An anonymous reader shares these articles about museums banning the dreaded selfie stick. "Selfie sticks, the logical 'extension' of an already irksome activity, were recently banned in Premier League soccer stadiums. Now museums around the world are starting to do the same over worries of accidental damage to artwork. The Smithsonian barred their use effective last week as a 'preventative measure to protect visitors and museum objects,' especially on crowded days. Meanwhile, a formal ban is pending at Versailles palace and Centre Pompidou in France, and visitors are now being told to stow their sticks by guards at the Louvre. Both Pompidou and the Louvre will continue to allow regular photography and selfies."

7 of 183 comments (clear)

  1. Good. by Anonymous Coward · · Score: 4, Interesting

    When I was in the Louvre last year, I was amazed at what was going on in front of the Mona Lisa. Most people had their backs to it.

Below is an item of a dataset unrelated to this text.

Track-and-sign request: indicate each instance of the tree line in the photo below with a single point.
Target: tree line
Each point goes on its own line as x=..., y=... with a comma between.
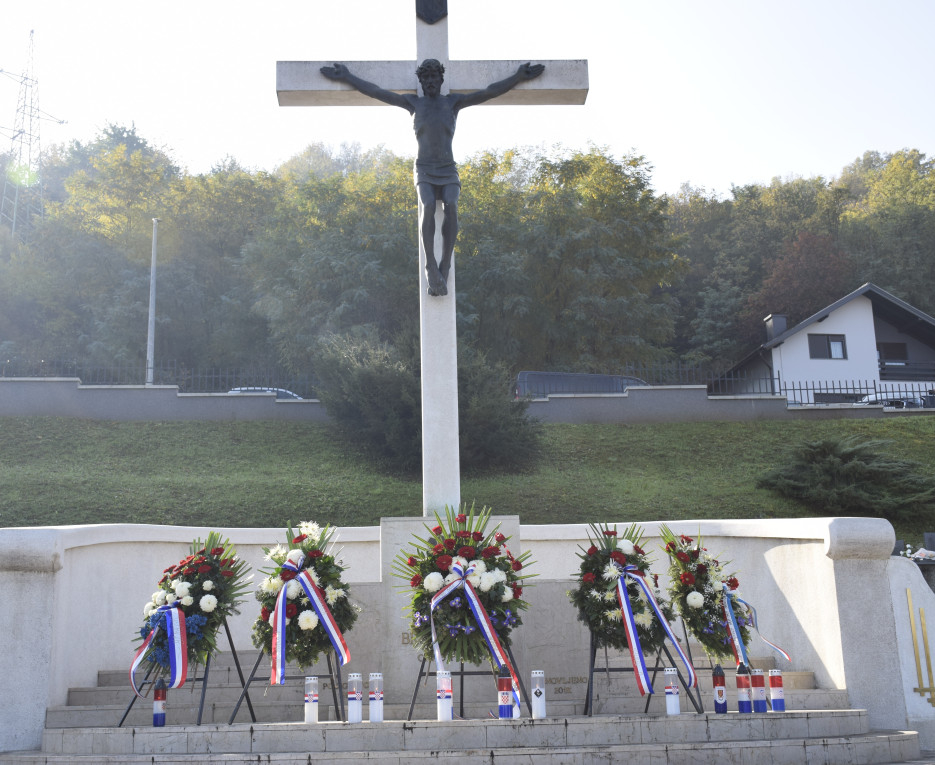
x=567, y=261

    There were more people preoccupied with getting a photograph of themselves in front of it than there were people looking at the damn thing.

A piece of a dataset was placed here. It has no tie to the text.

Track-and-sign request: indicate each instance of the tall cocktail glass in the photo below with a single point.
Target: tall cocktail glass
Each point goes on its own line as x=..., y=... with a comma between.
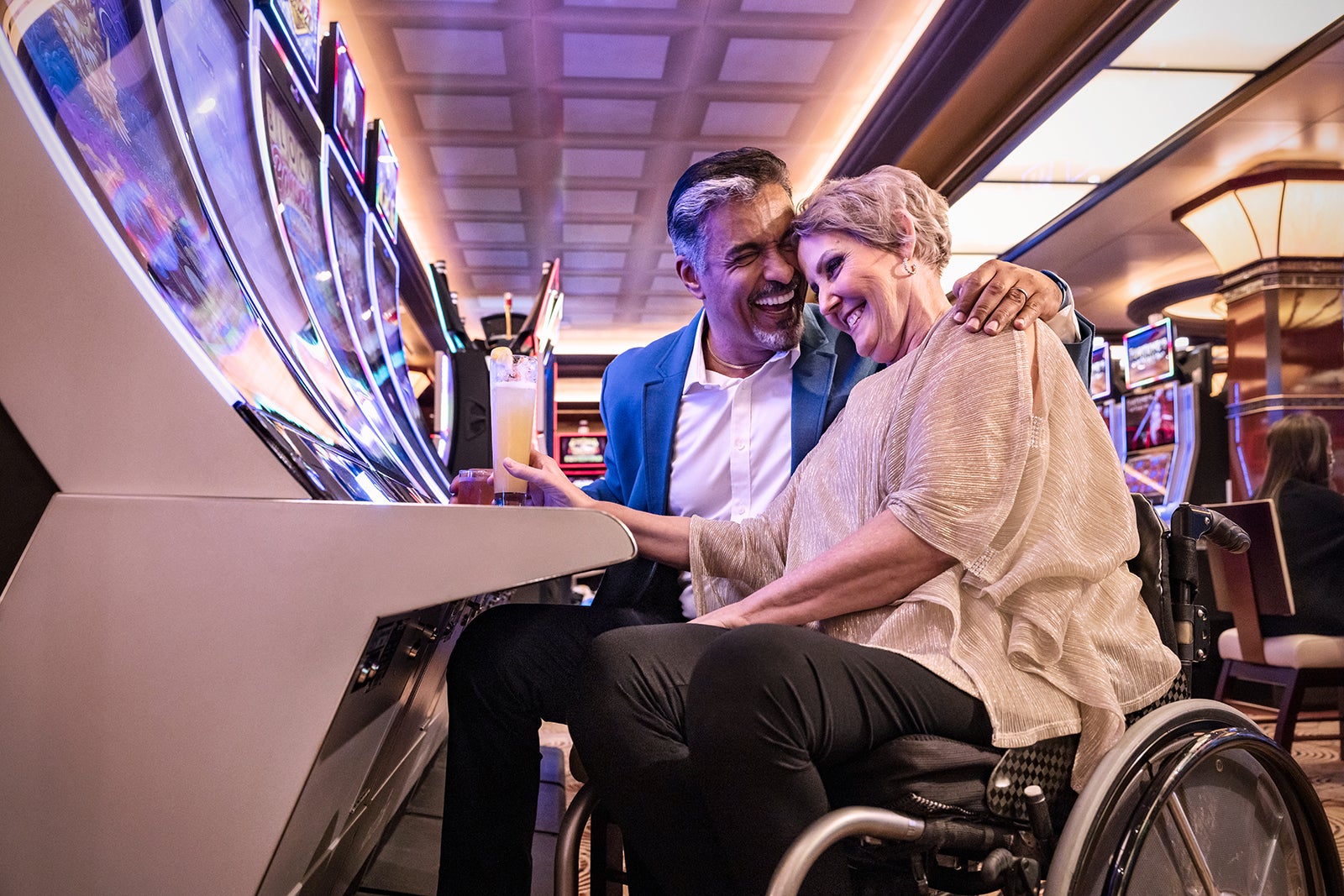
x=512, y=421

    Same story at Venus de Milo statue.

    An observation that I made (and this is nothing more than an observation) is that everyone wielding a selfie stick and not looking at the art was Asian.

    1. Re:Good. by Anonymous Coward · · Score: 3, Interesting

      In my experience, when visiting historic items of this nature, you have 30-60 seconds to stand in its presence, before getting crowded out, or being asked to move along. Why not get a photo of you and your friends to capture the moment? It is not like you are going to close enough, or the time to study it in any significant way. For better or worse, it is more about the journey than the destination.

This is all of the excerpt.